Kaisermühlen: Blues on the way to Gänsehäufel

Kulinarischer Grätzel-Rundgang

Stadtleben | aus FALTER 22/10 vom 02.06.2010

Lokalaugenschein: Florian Holzer

Kaisermühlen ist ein eigenartiger Fleck, durch Kaiserwasser, Alte und Neue Donau quasi von der Zivilisation abgeschnitten (dass Uno-City, Donaupark und Bruckhaufen dazugehören, vergessen wir jetzt mal).
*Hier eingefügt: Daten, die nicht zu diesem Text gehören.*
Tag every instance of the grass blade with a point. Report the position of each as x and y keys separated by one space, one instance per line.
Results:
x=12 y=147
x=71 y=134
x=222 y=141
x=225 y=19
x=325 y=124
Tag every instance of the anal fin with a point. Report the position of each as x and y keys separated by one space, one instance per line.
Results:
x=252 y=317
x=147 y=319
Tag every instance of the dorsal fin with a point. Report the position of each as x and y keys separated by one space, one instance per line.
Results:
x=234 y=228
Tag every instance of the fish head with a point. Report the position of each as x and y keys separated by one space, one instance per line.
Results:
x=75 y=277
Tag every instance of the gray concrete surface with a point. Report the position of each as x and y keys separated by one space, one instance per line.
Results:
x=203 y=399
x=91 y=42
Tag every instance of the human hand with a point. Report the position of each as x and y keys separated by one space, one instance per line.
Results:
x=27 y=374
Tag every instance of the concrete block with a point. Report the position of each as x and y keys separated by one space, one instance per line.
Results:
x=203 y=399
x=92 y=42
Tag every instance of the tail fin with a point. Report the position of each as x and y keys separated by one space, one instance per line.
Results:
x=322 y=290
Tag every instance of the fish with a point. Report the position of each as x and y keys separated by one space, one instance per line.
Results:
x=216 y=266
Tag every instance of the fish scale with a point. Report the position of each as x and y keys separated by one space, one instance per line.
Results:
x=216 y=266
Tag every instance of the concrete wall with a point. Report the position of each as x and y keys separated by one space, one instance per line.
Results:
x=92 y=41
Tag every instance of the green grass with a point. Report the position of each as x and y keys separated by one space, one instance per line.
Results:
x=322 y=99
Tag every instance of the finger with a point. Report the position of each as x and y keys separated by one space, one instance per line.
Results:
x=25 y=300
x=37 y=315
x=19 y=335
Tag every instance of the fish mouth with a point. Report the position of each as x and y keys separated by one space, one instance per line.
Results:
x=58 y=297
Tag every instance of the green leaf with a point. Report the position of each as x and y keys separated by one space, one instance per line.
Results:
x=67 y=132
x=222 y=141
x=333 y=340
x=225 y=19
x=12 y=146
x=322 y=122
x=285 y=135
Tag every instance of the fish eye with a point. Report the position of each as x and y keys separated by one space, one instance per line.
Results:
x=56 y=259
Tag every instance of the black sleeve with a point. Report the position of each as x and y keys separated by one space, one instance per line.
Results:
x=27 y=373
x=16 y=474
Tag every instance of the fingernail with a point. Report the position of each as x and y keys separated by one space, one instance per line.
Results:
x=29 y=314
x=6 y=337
Der Goethehof, bei den Februarkämpfen 1934 durch Luftangriffe beschädigt, und das Gänsehäufel dienen neben der Funktion als Kulisse für den Kaisermühlen-Blues quasi als Existenzberechtigung dieses Grätzels.

Alte Wirte, neue Namen

Insgesamt eine isolierte, nicht ganz unreizvolle Stimmung, kulinarisch von einer deutlichen Melancholie geprägt, denn der kleinstrukturierte Einzelhandel wurde durch die Konkurrenz der Diskonter, die angestammte Gastronomie durch Copa Cagrana und Alte Donau zertrümmert.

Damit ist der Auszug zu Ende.